Parallel to deepfake enforcement, the government has targeted fraudulent advertising schemes exploiting platform visibility. Licensed platforms are now required to implement advertiser verification systems, cross-referencing submissions against databases maintained by the Companies Commission of Malaysia and other official registries. This requirement aims to prevent criminals from establishing fake business accounts and using platform advertising tools to promote scams targeting Malaysian consumers. The measure acknowledges that platform architecture itself—designed to maximise monetisation through advertising volume—creates inherent vulnerabilities that bad actors can easily exploit unless substantial friction is introduced into the verification process.
Enforcement teeth have been sharpened through penalties embedded in the Online Safety Act framework. Platforms found to have failed their RMC obligations face potential prosecution and financial sanctions reaching RM1 million in base fines, with additional penalties accumulating to RM10 million in aggravated cases. These sums represent meaningful exposure for platform operators, sufficient to capture board-level attention and justify substantial compliance investments. The tiered penalty structure also creates incentive gradation: minor breaches attract proportionate penalties, while systematic failures to implement required safeguards trigger the maximum financial consequences. This calibration attempts to balance the imperative to deter non-compliance against the risk of driving major platforms entirely out of the Malaysian market.

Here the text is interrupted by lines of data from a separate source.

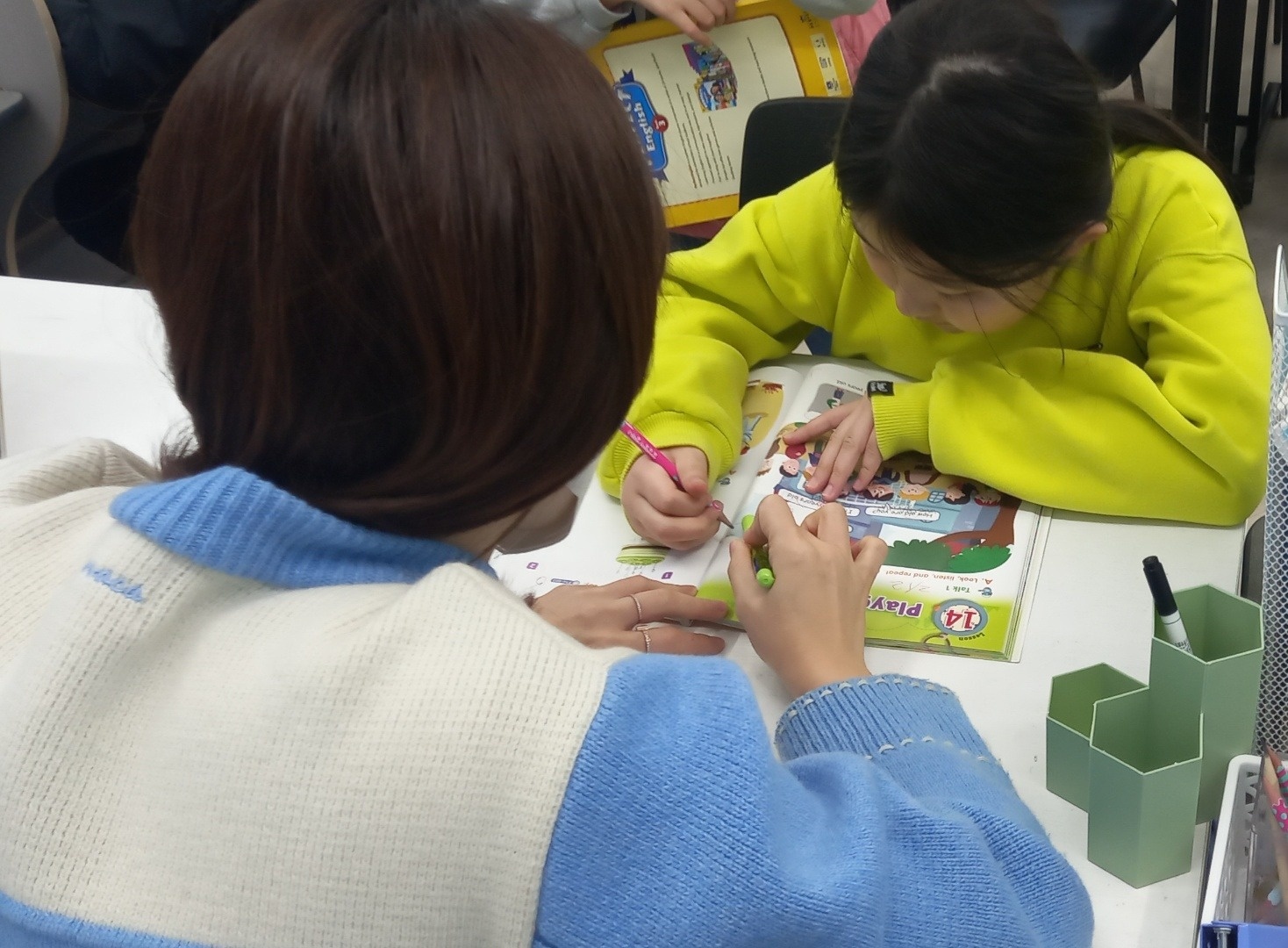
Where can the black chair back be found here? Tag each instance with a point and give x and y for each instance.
(787, 140)
(1112, 35)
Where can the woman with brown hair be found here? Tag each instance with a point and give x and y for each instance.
(406, 255)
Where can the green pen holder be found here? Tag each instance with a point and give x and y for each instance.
(1219, 681)
(1148, 761)
(1142, 788)
(1070, 715)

The legislative approach reflects lessons learned globally regarding the inadequacy of purely corporate self-regulation in managing AI-generated content harms. The European Union's Digital Services Act, similar regulatory moves in Singapore and Australia, and proposals under consideration in other democracies all converge on mandating platform accountability through legal requirements rather than relying on industry goodwill. Malaysia's adoption of this model positions the country alongside more developed economies in regulatory maturity, potentially enhancing its standing as a responsible digital marketplace attractive to international advertisers and platforms seeking jurisdictions with clear legal frameworks.
Looking forward, the effectiveness of Malaysia's deepfake enforcement framework will depend on sustained investment in technical capacity, consistent application of penalties, and ongoing evolution of detection methodologies to keep pace with advancing AI capabilities. Generative AI models continue to improve rapidly, and deepfake creation tools are becoming increasingly accessible to non-specialist users. The arms race between deepfake generation and detection technologies may well determine whether Malaysia's current enforcement surge succeeds in deterring misuse or merely impedes the most careless perpetrators while sophisticated actors continue undetected. Coordinating efforts with regional partners through ASEAN and international bodies could amplify enforcement effectiveness while spreading the technical burden across multiple jurisdictions confronting identical threats.